À la recherche d’une vision de long terme
Selon la Commission européenne, le Luxembourg se positionne à la troisième place dans le classement 2022 «eGovernment Benchmark», qui compare la maturité en matière de services publics numériques de 35 pays. Le Luxembourg s’améliore dans cette analyse par rapport à 2021 (+ deux places) et par rapport à 2020 (+ huit places). étude élaborée par le groupe de travail de la Chambre de Commerce ¹, les bénéfices économiques d’une digitalisation accrue du secteur public seraient loin d’être anecdotiques, que ce soit en termes d’efficience, de productivité, et donc d’allocation des ressources humaines.
Près de 4.500 personnes ont été recrutées par le secteur public en 2021, soit l’équivalent de 80% d’une classe d’âge au Luxembourg. À ce rythme, cela pourrait entraîner une augmentation de la masse salariale annuelle de 6,1 milliards d’euros d’ici 2030.
Une croissance extensive des ressources humaines et monétaires allouées au secteur public n’est toutefois pas une fatalité à en croire le potentiel d’automatisation des activités ² de différents secteurs ³: 37 % dans les administrations publiques, 26 % dans l’éducation et 36 % dans le domaine social et sanitaire. Ce potentiel peut être atteint grâce à la réorganisation des tâches (simplification des procédures, respect du principe «only once», facturation électronique, …) et au non-remplacement de certains départs en retraite.
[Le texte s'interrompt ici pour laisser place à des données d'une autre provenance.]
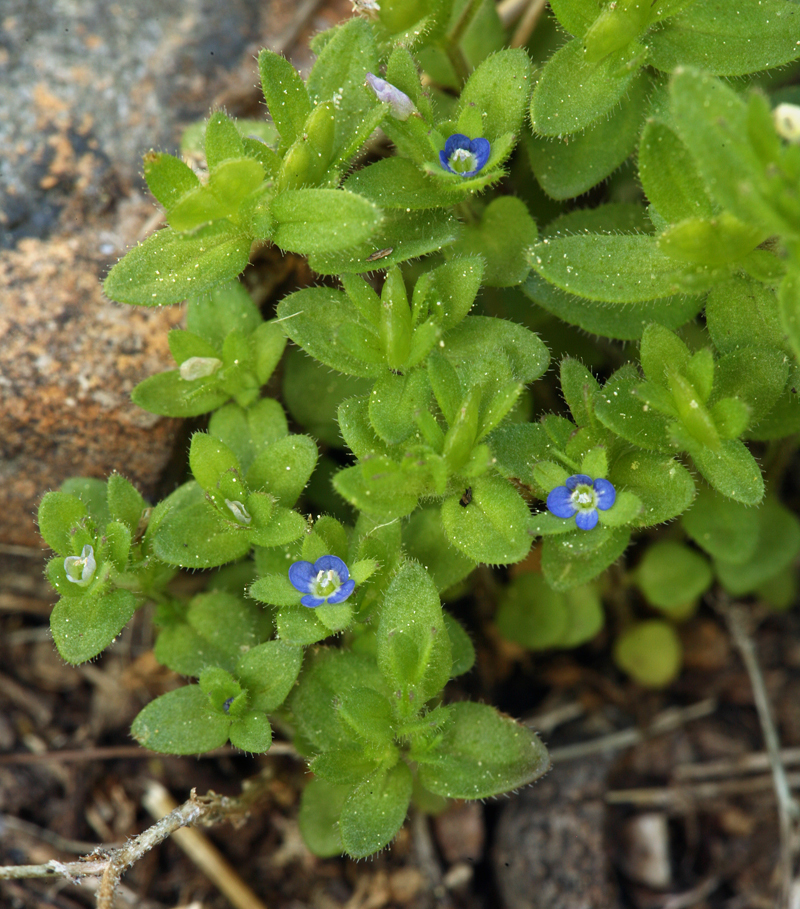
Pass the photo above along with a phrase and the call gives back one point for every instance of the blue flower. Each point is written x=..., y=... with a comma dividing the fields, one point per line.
x=464, y=156
x=326, y=581
x=580, y=498
x=80, y=568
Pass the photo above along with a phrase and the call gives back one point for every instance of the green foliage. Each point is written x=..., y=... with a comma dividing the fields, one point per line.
x=422, y=357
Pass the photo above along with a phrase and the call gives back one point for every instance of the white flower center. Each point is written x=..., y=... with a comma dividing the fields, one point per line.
x=326, y=583
x=239, y=511
x=462, y=161
x=584, y=498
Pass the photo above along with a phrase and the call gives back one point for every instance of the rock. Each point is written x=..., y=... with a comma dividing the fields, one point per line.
x=87, y=89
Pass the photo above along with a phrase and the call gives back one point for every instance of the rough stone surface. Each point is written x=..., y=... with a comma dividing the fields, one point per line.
x=86, y=87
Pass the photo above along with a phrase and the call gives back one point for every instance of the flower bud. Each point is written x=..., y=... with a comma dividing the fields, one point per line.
x=401, y=106
x=787, y=121
x=199, y=368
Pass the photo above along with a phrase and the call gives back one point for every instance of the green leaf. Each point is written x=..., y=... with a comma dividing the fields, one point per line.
x=424, y=540
x=727, y=530
x=575, y=15
x=573, y=93
x=168, y=178
x=753, y=379
x=742, y=312
x=712, y=120
x=181, y=722
x=731, y=470
x=397, y=183
x=777, y=546
x=728, y=38
x=577, y=558
x=312, y=394
x=169, y=395
x=663, y=485
x=407, y=235
x=357, y=430
x=213, y=631
x=285, y=94
x=275, y=589
x=319, y=221
x=251, y=732
x=169, y=267
x=720, y=240
x=375, y=811
x=494, y=99
x=466, y=348
x=569, y=167
x=368, y=714
x=669, y=175
x=215, y=468
x=616, y=269
x=789, y=308
x=481, y=754
x=394, y=402
x=283, y=468
x=534, y=615
x=125, y=502
x=502, y=236
x=671, y=575
x=338, y=75
x=447, y=292
x=320, y=807
x=193, y=534
x=413, y=647
x=301, y=626
x=84, y=626
x=269, y=672
x=330, y=674
x=326, y=325
x=93, y=493
x=623, y=322
x=650, y=652
x=247, y=431
x=58, y=514
x=224, y=309
x=493, y=527
x=663, y=352
x=620, y=408
x=223, y=141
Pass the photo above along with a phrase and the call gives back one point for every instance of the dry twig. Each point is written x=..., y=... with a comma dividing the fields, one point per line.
x=737, y=618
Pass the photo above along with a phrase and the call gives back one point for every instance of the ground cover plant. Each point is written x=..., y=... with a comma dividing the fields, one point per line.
x=557, y=323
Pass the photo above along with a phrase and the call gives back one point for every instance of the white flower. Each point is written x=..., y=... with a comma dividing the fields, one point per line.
x=199, y=368
x=239, y=511
x=80, y=568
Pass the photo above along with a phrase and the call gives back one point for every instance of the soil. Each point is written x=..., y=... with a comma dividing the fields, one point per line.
x=680, y=818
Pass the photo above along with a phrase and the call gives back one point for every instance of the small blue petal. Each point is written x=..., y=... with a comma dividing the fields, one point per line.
x=311, y=601
x=481, y=149
x=577, y=478
x=332, y=563
x=559, y=502
x=301, y=575
x=343, y=592
x=606, y=494
x=587, y=520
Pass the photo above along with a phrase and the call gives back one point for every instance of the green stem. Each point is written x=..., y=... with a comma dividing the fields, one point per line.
x=452, y=41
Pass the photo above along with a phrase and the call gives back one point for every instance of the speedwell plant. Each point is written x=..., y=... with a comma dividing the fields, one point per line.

En outre, une estimation prudente de gains de productivité de 25 % a été retenue. Cette situation optimisée permettrait de stabiliser le nombre de salariés du secteur public à environ 100.000 personnes à l’horizon 2030, soit 30.000 de moins que dans le cas «business as usual». Le gain monétaire serait substantiel et augmenterait proportionnellement à la digitalisation croissante des services publics, qui ainsi s’autofinancerait.
Grâce à de meilleures interactions avec l’administration, des procédures administratives simplifiées ou encore une information claire et rapide sur l’état d’avancement des dossiers, les entreprises gagneraient un temps précieux et un plus grand nombre de petites et moyennes entreprises (PME) optimiseraient à leur tour leurs procédures.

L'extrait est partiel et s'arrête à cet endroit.